There is an anecdote, often repeated when talking to locals, that in 1924 a steamboat, the SS Casino, became stranded along the coast after hitting a submerged reef. As a result, in order to save the vessel, the Skipper ordered the jettisoning of over 600 barrels and cases of beer and spirits, which in turn washed up onto the shoreline near where the road workers were deployed. Gleefully looting the cargo, the workers ended up going on what was reputed to be a two week long drinking binge or as it was more politely referred, a two week drinking break.
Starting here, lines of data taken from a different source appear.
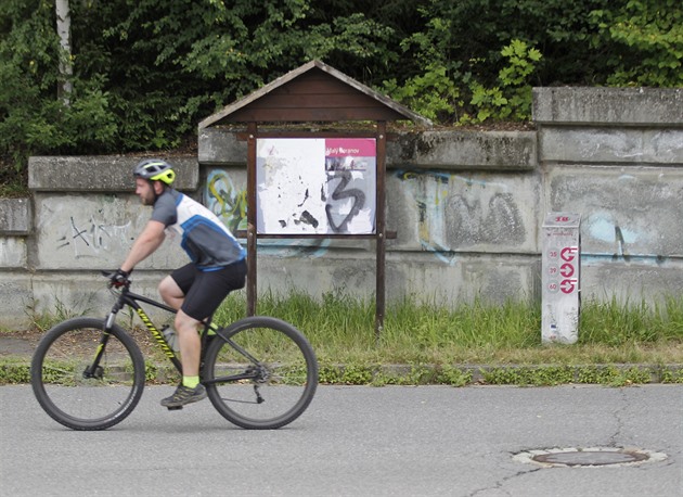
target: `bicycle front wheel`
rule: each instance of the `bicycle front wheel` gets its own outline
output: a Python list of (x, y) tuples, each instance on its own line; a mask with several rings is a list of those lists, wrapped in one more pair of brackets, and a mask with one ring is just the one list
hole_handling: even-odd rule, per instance
[[(104, 341), (103, 341), (104, 337)], [(74, 318), (41, 339), (30, 365), (40, 406), (73, 430), (104, 430), (123, 421), (144, 388), (144, 359), (134, 340), (104, 320)]]
[(297, 419), (318, 386), (313, 348), (292, 324), (248, 317), (214, 337), (203, 369), (214, 407), (246, 429), (272, 430)]

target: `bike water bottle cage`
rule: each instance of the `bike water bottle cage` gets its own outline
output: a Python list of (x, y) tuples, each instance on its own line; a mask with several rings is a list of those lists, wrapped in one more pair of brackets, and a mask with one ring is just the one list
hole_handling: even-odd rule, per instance
[(176, 171), (172, 166), (160, 158), (145, 158), (133, 169), (136, 178), (143, 178), (147, 181), (162, 181), (170, 186), (176, 179)]

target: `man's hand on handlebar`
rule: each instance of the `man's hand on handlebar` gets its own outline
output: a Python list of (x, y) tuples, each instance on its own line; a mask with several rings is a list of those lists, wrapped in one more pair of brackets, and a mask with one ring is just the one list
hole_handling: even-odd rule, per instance
[(115, 289), (120, 289), (121, 286), (128, 286), (130, 284), (130, 280), (128, 276), (130, 273), (124, 271), (123, 269), (117, 269), (114, 272), (108, 275), (109, 278), (109, 286), (114, 286)]

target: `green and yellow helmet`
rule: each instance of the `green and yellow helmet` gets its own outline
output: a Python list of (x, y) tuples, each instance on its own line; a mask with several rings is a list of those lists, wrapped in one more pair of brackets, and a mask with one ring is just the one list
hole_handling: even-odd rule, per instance
[(133, 169), (133, 177), (171, 184), (176, 179), (172, 166), (160, 158), (145, 158)]

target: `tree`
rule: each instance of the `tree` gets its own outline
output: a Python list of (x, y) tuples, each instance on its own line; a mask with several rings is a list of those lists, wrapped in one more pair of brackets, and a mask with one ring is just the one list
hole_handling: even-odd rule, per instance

The road opened in two sections. The first being Lorne through to Apollo Bay in 1922. The final section from Apollo Bay to then Warrnambool was completed by 1932. Additional sections at either end have been formally added making up the 270 kilometre/168 mile length. Initially the road was narrower than what it is today with barely room for two vehicles to pass and most of the road was compacted dirt. Though today it is well signposted, fully sealed, albeit with two narrow lanes, some parking bays and passing loops. Numerous landslips, rockfalls, water and storm damage have occurred of the years and continue to do so causing (at times) lengthy closures. Bush fires that have swept down from the Otway Ranges have also closed the road and ravaged coastal towns. The last killing fires occurred on Ash Wednesday, 16th February 1983, which practically destroyed the towns of Lorne and Aireys Inlet. Tragically, three people died in the district (Otway Ranges) with over 800 homes lost. Overall, the fires killed 75 across parts of Victoria and South Australia and razed 210,000 hectares/518,921 acres in the Otway Ranges region alone. Nowadays, little evidence of these devastating fires remains and the towns along the route of The Great Ocean Road are thriving as tourist destinations, especially in the summer months.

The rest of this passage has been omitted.